Do the Right Thing for Kids board watchers continue to observe the two official Kansas City Public School board meetings each month. The first monthly meeting is a “workshop” in which staff personnel make presentations on academic and administrative programs, outcomes and plans. The second monthly meeting is a “business meeting” at which reports are made and votes taken. A good deal of what goes on is routine and does not bear repeating month after month. Our question is: As pressure grows to improve academic achievement and hopefully regain accreditation and hang on to control of the organization, what is being done to bring about major change? What are the “gut issues” that must be solved to turn this into a high achieving school system?

  • The staff is presenting a plethora of new “research based” program initiatives that are being mechanically “laid on” the organization. We leave the meetings concerned about the capacity of the system to effectively implement so many new thrusts. It will take high levels of commitment and flexibility from teachers and staff.

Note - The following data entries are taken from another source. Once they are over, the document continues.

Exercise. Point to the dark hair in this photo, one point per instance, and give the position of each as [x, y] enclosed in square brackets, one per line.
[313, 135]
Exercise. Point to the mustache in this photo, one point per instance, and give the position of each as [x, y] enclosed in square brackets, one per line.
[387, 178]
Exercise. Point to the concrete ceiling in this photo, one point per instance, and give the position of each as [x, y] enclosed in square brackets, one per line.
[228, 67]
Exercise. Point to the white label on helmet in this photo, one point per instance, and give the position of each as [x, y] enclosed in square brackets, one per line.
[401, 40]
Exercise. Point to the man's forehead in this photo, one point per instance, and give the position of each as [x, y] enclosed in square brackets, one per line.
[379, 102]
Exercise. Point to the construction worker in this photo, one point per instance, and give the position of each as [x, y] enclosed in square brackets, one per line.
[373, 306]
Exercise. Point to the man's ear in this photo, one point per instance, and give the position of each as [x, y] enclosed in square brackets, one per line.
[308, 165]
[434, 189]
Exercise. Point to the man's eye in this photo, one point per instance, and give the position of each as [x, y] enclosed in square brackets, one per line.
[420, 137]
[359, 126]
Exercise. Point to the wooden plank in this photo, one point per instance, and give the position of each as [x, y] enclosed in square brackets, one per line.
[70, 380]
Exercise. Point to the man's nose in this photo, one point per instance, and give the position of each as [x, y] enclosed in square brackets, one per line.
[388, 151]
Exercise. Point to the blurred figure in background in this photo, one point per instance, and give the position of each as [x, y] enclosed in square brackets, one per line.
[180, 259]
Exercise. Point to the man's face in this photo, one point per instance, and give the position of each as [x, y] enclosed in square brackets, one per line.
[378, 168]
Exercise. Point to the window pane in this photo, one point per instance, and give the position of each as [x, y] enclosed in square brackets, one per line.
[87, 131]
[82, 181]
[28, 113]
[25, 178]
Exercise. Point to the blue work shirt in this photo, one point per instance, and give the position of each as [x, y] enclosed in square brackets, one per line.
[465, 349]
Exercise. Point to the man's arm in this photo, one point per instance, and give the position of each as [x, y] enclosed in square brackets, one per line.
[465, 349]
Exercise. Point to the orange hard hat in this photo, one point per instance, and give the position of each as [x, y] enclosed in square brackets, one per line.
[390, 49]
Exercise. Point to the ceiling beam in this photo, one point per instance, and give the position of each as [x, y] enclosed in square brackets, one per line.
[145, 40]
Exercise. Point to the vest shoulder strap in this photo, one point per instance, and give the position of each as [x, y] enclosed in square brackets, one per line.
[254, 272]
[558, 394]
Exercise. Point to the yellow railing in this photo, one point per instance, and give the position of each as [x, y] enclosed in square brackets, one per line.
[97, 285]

  • In the words of a popular management writer, “Are the right people on the bus?” Are the human resources adequate to perform at a new much higher level? We heard Superintendent Green say that the organization is in the early stages of human capital utilization and will probably require a complete of evolution of staff.
  • The school board continues to follow rather than lead. This is partly a function of the policy governance structure that severely circumscribes the board’s field of operation. When an organization is in crisis, as this one clearly is, a much more dynamic and proactive board could be very helpful. The board often asks questions about actions of the administration but provides little direction, expectations, or evaluation. We would like to hear more about progress. We would like to hear more demands.
  • One of the biggest barriers to academic success is that too many students come to school unprepared to learn and to participate productively in the classroom. We are pleased to see the new efforts on preschool education. Given the crucial importance of this problem we hope that it will be given appropriate priority for funding, staff attention and community support.
  • Research on effective schools clearly demonstrates that principal effectiveness is one of the most important factors—if not the most important. We seriously doubt that the district will make more than marginal progress until this issue is addressed at a very high level.